Ludwig Hupfeld AG (Böhlitz-Ehrenberg, Germany)

This is a beautiful example of one of the most acclaimed of all automatic musical instruments, the Hupfeld Phonoliszt-Violina. Introduced in 1908, it quickly became a worldwide sensation. A piano is housed in a lovely cabinet that plays with human-like expression and is accompanied by music from three violins, each with an active string.

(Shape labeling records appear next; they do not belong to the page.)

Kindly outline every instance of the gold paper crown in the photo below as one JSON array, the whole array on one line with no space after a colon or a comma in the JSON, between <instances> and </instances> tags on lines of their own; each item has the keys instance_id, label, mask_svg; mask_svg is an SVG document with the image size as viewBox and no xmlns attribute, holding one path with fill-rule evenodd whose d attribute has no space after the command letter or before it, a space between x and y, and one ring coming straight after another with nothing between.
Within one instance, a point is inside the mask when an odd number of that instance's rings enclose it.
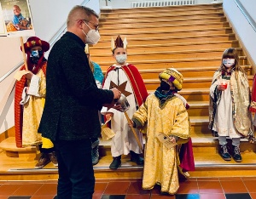
<instances>
[{"instance_id":1,"label":"gold paper crown","mask_svg":"<svg viewBox=\"0 0 256 199\"><path fill-rule=\"evenodd\" d=\"M166 68L159 75L159 78L172 82L178 90L181 90L183 88L183 77L175 68Z\"/></svg>"},{"instance_id":2,"label":"gold paper crown","mask_svg":"<svg viewBox=\"0 0 256 199\"><path fill-rule=\"evenodd\" d=\"M111 39L111 50L113 50L116 48L124 48L126 49L127 48L127 40L125 37L124 41L122 40L121 37L119 35L115 41L113 41L113 37Z\"/></svg>"}]
</instances>

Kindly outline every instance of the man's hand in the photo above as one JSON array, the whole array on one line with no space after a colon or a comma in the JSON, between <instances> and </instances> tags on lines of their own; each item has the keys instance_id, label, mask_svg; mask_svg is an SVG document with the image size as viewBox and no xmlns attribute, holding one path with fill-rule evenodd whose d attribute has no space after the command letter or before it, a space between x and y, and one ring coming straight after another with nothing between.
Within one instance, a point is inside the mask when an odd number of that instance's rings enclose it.
<instances>
[{"instance_id":1,"label":"man's hand","mask_svg":"<svg viewBox=\"0 0 256 199\"><path fill-rule=\"evenodd\" d=\"M106 119L107 120L109 120L109 119L111 119L111 117L113 117L113 112L108 112L108 113L106 113L106 115L105 115L105 117L106 117Z\"/></svg>"},{"instance_id":2,"label":"man's hand","mask_svg":"<svg viewBox=\"0 0 256 199\"><path fill-rule=\"evenodd\" d=\"M113 93L113 99L120 99L121 92L118 88L113 88L111 90Z\"/></svg>"},{"instance_id":3,"label":"man's hand","mask_svg":"<svg viewBox=\"0 0 256 199\"><path fill-rule=\"evenodd\" d=\"M32 71L29 71L29 73L26 73L25 76L26 76L26 78L32 79L33 73Z\"/></svg>"}]
</instances>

Ludwig Hupfeld AG near Leipzig was one of only two companies that ever successfully developed and marketed machines that play the violin successfully, the other being Mills Novelty Co. of Chicago. Hupfeld's realistic-sounding and visually fascinating instrument was the Phonoliszt-Violina as offered here, one of two in the Milhous Collection. The present example, acquired from the renowned Fischer Collection in Burg Linz am Rhein, Germany, was subsequently restored by the Wendel's Mechanische Musikwerke Manufactur GmbH in Rüdesheim, Germany. Beautifully presented in a wonderful style B mahogany case, it plays magnificently and includes over 25 original and re-cut Phonoliszt-Violina rolls, plus a selection of Phonoliszt piano rolls.

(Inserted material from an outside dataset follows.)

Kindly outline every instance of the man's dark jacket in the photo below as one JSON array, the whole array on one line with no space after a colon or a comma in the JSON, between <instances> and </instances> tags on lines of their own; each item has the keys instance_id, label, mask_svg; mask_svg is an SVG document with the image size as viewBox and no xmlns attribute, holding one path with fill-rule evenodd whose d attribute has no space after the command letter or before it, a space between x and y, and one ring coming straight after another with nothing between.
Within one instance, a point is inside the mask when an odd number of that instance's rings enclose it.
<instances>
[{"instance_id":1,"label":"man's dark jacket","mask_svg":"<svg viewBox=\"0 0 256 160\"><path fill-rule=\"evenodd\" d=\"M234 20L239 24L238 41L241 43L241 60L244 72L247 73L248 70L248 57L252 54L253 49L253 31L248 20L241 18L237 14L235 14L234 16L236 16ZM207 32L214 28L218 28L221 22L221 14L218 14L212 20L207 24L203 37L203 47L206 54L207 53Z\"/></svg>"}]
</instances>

The instrumentation includes a high quality Rönisch piano and three real violins, as noted above, all playing with lifelike expression from sophisticated pneumatic mechanisms and a multispeed rotating bow with 1,344 meticulously hand-tied strands of horsehair. It plays two types of rolls: Phonoliszt-Violina rolls, a supply of which are included, and Phonoliszt expression piano rolls that play the piano only. This is the only known Phonoliszt-Violina having violins bearing Dea labels, implying that they were originally made for use in a larger Hupfeld Dea-Violina, no other example of which exists today. 68x94x38 inches.